Gilles turned the volume down slightly and resumed his conversation with her on mundane matters. The news station had cleared its decks to concentrate on reports from London and Balmoral and comment from Paris. ‘She is the great oak tree that shelters us all,’ observed some venerable old French commentator in a quaking, sonorous voice. ‘If she falls, we will be naked before the elements.’
Once again I had underestimated the world’s affection for the royal family and the reality of a media-led global consciousness. I was in Melbourne, Australia, when news broke that Princess Diana had died. The immediate outpouring of grief on the other side of the world amazed this provincial English sensibility. Perhaps, after 25 years, it shouldn’t have been so surprised by the stunned reaction in France to the breaking news.

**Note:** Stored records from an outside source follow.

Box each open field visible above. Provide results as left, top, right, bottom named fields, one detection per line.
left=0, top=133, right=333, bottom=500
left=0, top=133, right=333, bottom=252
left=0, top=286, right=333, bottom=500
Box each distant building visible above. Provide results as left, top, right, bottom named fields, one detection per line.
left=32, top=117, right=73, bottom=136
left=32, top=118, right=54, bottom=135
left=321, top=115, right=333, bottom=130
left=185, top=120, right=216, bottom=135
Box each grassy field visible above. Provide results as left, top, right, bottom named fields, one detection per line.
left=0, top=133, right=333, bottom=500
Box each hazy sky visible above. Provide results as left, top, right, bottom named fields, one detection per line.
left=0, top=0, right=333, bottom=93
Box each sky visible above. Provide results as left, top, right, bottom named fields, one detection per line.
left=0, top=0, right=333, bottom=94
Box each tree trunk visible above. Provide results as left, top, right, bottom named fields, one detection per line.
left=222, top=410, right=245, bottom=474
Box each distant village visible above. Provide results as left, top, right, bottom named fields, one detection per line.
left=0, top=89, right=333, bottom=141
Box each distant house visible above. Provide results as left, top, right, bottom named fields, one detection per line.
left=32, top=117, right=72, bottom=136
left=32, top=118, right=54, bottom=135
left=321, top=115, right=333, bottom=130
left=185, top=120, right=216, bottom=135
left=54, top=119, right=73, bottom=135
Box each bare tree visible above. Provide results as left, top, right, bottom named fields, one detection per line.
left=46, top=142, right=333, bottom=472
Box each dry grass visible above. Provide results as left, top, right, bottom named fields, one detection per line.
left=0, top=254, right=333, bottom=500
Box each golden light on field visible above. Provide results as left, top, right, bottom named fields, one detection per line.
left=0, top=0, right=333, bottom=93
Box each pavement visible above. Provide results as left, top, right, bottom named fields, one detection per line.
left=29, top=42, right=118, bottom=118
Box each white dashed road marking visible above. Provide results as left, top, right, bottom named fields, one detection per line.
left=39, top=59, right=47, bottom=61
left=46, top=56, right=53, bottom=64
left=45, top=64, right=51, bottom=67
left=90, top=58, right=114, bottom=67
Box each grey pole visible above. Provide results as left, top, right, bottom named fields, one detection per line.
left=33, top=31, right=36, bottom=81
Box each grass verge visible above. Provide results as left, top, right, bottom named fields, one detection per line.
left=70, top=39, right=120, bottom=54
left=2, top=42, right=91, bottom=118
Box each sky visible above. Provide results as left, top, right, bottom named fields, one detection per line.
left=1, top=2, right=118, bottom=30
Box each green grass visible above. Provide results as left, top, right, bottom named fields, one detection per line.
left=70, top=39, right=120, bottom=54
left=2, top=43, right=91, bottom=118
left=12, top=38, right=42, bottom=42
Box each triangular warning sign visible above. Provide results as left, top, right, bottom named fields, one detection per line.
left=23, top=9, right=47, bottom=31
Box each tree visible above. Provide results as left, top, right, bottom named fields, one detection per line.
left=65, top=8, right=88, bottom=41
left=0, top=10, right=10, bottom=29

Thereafter the news station’s normal schedule was set aside. The presenters’ funereal tone suggested that France had been struck by a catastrophe. In Marseille we negotiated steep, narrow, atmospheric streets and dropped off the thin lady at her hospital and then Catriona and me outside mine. We held hands in the waiting room. Seated opposite, a horribly skeletal woman dying of throat cancer, we guessed, harangued and utterly dominated her meek husband and son with theatrical gestures and the sheer force of her shining will. Then the oncologist appeared, humorously clicked his heels together, and led us to his office.
As usual he came straight to the point. We drew our chairs up to the edge of the precipice. I wanted to stall him by discussing the far more important news about Her Majesty, but his trousers-on-fire delivery of his own news, pertaining to my insides, lent no opportunity. Good news and bad news, he finally concluded, balancing an imaginary weight in either hand. If you’d asked me, the scales had tipped towards the unwelcome side of the equation, but I suspended disbelief and tried to look glad.

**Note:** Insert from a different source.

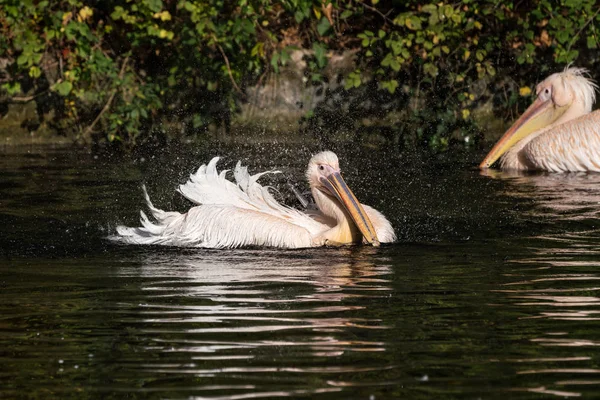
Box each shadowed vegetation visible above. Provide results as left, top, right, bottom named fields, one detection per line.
left=0, top=0, right=600, bottom=149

Then we were back in the taxi climbing the narrow atmospheric streets to pick up the thin woman from her hospital before setting off on the return leg. From time to time Gilles turned up the radio. Harry and Meghan were on their way to Balmoral. Charles and Camilla were already there. Correction: only Harry was going. A French commentator said it was possible that the Queen had already passed away. Gilles treated himself to another torrent of swearing in French and Anglo-Saxon, finishing in English with: ‘The Queen is dead. Long live the King!’ His evident sincerity shocked me. Though in truth an Englishman, a Frenchman and a Scots woman had perceived the awful truth the moment the Frenchman had raised that minatory forefinger.